Correlation Coefficient

Pearson Correlation Coefficient (PCC)

For a population

\(\rho_{X,Y}=\frac{Cov(X,Y)}{\sigma_X\sigma_Y}=\frac{\mathbb{E}[(X-\mu_X)(Y-\mu_y)]}{\sigma_X\sigma_Y}=\frac{\mathbb{E}(XY)-\mathbb{E}(X)\mathbb{E}(Y)}{\sigma_X\sigma_Y}\) where

  • $Cov()$ is the covariance
  • $\sigma_X$ is the standard deviation of $X$
  • $\sigma_Y$ is the standard deviation of $Y$
  • $\mu _{X}$ is the mean of $X$
  • $\mu _{Y}$ is the mean of $Y$
  • $\mathbb{E}$ is the expectation.

For a sample

Given paired data ${(x_{1},y_{1}),…,(x_{n},y_{n})}$ consisting of $n$ pairs, $r_{xy}$ is defined as:

\[r_{xy}=\frac{\sum_{i=1}^n(x_i-\bar{x})(y_i-\bar{y})}{\sqrt{\sum_{i=1}^n(x_i-\bar{x})^2}\sqrt{\sum_{i=1}^n(y_i-\bar{y})^2}}\]

P-value

For Pearson's correlation coefficient: \(H_0: \rho = 0 \\ H_1: \rho \neq 0\) To calculate the p-value: \(t=\frac{r\sqrt{(n-2)}}{\sqrt{1-r^2}}\) The p-value is $2 \times P(T > t)$ where T follows a t-distribution with n – 2 degrees of freedom.

Drawbacks

  • Only include two sets of data
  • Only shows the linear relationship
  • Not able to tell the difference between dependent variables and independent variables (Causality)

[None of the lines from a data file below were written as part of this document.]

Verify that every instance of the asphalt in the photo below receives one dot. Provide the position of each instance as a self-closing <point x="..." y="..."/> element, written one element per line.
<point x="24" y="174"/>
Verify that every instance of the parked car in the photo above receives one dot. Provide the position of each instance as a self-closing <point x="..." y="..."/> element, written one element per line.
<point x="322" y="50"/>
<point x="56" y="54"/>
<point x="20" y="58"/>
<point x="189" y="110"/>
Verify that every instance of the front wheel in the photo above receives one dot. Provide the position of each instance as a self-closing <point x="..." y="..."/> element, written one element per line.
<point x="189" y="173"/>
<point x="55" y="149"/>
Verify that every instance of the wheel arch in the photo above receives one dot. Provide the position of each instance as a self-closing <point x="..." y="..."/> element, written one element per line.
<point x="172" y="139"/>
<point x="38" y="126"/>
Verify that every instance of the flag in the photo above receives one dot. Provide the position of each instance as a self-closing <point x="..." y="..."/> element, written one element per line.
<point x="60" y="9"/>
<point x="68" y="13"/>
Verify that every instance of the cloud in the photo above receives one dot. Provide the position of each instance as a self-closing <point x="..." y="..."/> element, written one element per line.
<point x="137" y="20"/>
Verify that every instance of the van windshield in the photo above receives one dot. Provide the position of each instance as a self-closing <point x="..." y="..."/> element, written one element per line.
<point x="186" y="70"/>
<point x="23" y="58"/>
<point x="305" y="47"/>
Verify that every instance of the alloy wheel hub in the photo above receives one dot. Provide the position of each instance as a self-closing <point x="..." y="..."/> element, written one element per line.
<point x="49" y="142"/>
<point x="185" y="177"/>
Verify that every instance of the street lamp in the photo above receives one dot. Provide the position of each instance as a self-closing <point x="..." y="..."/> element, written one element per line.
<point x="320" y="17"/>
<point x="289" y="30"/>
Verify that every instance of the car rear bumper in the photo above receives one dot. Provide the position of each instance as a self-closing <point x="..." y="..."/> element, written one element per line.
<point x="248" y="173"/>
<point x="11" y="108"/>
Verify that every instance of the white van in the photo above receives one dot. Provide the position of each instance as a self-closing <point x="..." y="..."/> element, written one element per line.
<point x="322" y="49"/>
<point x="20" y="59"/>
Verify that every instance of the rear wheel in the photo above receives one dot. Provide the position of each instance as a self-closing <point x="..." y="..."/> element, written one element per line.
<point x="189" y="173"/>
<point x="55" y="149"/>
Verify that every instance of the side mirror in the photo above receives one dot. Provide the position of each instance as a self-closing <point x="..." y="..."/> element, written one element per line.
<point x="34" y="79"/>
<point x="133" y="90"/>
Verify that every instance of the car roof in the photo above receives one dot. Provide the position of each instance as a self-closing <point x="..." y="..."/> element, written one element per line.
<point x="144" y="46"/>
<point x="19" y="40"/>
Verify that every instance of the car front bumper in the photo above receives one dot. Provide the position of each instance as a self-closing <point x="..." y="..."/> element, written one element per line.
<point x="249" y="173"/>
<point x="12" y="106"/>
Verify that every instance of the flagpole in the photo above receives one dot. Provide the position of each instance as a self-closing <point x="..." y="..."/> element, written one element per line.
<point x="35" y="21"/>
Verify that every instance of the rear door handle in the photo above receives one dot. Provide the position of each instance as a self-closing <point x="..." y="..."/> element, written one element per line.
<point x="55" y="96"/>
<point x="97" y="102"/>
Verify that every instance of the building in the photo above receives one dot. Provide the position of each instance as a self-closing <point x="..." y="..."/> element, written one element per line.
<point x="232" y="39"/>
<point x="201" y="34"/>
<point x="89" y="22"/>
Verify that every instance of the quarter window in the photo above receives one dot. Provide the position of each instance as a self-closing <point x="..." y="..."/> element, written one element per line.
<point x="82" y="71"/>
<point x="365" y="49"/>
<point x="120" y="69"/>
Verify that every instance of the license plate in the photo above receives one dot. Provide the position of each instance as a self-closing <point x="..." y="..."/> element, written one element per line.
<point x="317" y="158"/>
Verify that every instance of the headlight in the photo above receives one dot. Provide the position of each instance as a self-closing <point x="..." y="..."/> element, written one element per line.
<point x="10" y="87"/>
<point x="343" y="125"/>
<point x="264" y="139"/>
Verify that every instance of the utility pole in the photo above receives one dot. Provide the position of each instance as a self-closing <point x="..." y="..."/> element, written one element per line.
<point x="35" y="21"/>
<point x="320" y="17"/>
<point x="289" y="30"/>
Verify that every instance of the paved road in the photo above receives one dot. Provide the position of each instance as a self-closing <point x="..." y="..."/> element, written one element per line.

Spearman's Rank Correlation Coefficient

Spearman's Rank Correlation Coefficient, is also called Spearman's rho ($\rho$). It is defined as the Pearson correlation coefficient between the rank variables.

For a sample of size n, the n raw scores $X_{i}$, $Y_{i}$ are converted to ranks $R(X_{i})$, $R(Y_{i})$, and $r_{s}$ is computed as

\(r_s=\rho_{R(X),R(Y)}=\frac{Cov(R(X),R(Y))}{\sigma_{R(X)}\sigma_{R(Y)}}\) where

  • $\rho$ denotes the usual Pearson correlation coefficient, but applied to the rank variables
  • $Cov(R(X),R(Y))$ is the covariance of the rank variables
  • $\sigma_{R(X)}$ and $\sigma_{R(Y)}$ are the standard deviations of the rank variables.